For careful tax planning, please note that capital gains tax drops to zero (nothing payable) after 5 years of ownership. This is to say if you have owned your property in Turkey for no less than 5 years, then there is no capital gains tax payable at all.
Tax on rental income is similar to capital gains tax. The income you generate from your Turkish real estate, after allowable expenses against income such as maintenance and some wear & tear, becomes the taxable amount. This amount is again subject to an annual exemption amount after which tax brackets start at 15% and rise to 35% for net income in excess of Lira 40,000.
How does Turkish income tax compare to other European countries?
For comparison, Russia is not a country that should be considered friendly to landlords. Evictions can only happen after 6 months of non-payment and are not easy even then. Plus, regardless of the term of a lease, Russian renters can terminate a lease with three months notice.
Further, foreign real estate investors pay a hefty thirty percent income tax on all income with no available deductions. You’ll also pay a maximum 1.5% land tax and a maximum 2.2% property tax with rates slightly lower if you purchase outside major cities.
In Austria, you’ll pay a stiff property tax increase as a non-resident. You’ll also want to beware of extra taxes on property you plan to sell in less than ten years as the capital gain will be taxed at the same 25-30% rate as regular income, but you won’t have expense deductions to soften the blow.
France has an unusual tax code as it relates to rental income. There is a notable difference in the tax you will pay that is solely defined by whether or not you rent a furnished or unfurnished property. You might also be punished if you are considered a “professional” landlord in France.
In Panama, foreign investors have to duck to avoid the VAT tax on immovable property. There is also a property tax that increases based on the current value of the property.
Perhaps the worst place to be a landlord is Italy. Landlords are spanked with a 23-43% tax on rental income, plus residency will cost you a tax on your global income.
But, Switzerland doesn’t want to be ignored when it comes to the list of top countries for taxing the life out of landlords.
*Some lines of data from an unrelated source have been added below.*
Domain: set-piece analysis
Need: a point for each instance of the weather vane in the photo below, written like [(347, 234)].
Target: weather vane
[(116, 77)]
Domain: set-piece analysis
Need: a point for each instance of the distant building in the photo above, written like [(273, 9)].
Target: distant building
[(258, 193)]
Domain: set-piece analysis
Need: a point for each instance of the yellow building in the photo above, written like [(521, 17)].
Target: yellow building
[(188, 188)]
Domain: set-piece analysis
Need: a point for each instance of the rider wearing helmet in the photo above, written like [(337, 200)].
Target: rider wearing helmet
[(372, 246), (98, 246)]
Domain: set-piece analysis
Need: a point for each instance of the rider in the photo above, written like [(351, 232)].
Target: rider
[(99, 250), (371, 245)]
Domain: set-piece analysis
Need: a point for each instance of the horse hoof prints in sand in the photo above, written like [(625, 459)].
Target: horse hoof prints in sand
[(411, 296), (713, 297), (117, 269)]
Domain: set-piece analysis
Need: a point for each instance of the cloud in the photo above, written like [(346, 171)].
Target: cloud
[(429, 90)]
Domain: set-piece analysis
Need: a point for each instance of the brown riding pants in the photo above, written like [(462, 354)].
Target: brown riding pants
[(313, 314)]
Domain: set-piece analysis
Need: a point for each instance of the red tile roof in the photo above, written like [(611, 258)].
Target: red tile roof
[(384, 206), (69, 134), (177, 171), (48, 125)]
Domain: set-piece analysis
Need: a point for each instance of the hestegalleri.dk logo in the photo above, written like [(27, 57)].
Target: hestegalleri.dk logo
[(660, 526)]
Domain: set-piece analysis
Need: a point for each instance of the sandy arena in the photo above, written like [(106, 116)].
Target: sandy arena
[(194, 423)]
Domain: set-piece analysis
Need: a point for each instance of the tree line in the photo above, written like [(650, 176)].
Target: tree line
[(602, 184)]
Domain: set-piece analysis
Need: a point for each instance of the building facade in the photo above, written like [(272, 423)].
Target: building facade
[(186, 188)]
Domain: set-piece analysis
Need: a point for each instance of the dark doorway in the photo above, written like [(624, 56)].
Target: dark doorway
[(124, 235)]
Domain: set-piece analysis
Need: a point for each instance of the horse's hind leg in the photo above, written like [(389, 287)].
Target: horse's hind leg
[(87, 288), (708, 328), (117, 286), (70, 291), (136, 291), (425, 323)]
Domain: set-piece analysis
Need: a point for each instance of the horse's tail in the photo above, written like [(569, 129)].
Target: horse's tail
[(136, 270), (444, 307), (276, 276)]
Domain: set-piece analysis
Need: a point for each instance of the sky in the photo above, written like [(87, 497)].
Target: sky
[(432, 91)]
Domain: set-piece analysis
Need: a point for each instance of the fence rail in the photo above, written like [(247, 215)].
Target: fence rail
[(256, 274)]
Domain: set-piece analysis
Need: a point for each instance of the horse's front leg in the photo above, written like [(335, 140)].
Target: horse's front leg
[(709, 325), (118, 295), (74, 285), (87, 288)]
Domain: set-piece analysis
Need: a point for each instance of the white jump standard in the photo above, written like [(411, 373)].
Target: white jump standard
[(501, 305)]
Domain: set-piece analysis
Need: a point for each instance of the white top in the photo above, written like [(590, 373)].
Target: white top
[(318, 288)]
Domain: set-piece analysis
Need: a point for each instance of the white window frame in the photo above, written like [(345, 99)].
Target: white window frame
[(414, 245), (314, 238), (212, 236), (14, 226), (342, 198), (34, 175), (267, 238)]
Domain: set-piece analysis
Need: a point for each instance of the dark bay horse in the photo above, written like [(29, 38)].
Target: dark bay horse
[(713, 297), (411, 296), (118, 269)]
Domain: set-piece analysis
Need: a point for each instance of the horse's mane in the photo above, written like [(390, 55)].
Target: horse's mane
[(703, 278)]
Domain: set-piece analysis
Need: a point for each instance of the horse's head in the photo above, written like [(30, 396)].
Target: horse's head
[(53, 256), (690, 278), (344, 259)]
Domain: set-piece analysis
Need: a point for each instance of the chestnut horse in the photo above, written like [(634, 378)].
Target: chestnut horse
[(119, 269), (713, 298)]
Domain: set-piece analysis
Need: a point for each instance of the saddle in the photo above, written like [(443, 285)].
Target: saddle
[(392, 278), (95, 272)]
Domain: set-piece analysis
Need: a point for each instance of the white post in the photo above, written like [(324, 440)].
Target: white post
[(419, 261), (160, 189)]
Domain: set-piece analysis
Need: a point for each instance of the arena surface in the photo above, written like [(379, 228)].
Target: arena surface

You’ll enjoy a 54.5% tax on rental income for that Swiss chalet.
There are countries with modestly lower property and landlord taxes, but many would not be a good choice, due to civil unrest, political problems or national economic challenges. Greece is a good example. Although the current rates for property and income taxes are lower than in Turkey, Greece has yet to find national financial stability and any solution is likely to come on the backs of property owners and landlords.
You should obviously do your homework before investing in foreign real estate, but property in Turkey should be at the top of your list with its low property and income taxes, high property value growth rates and minimal barriers to foreign property ownership.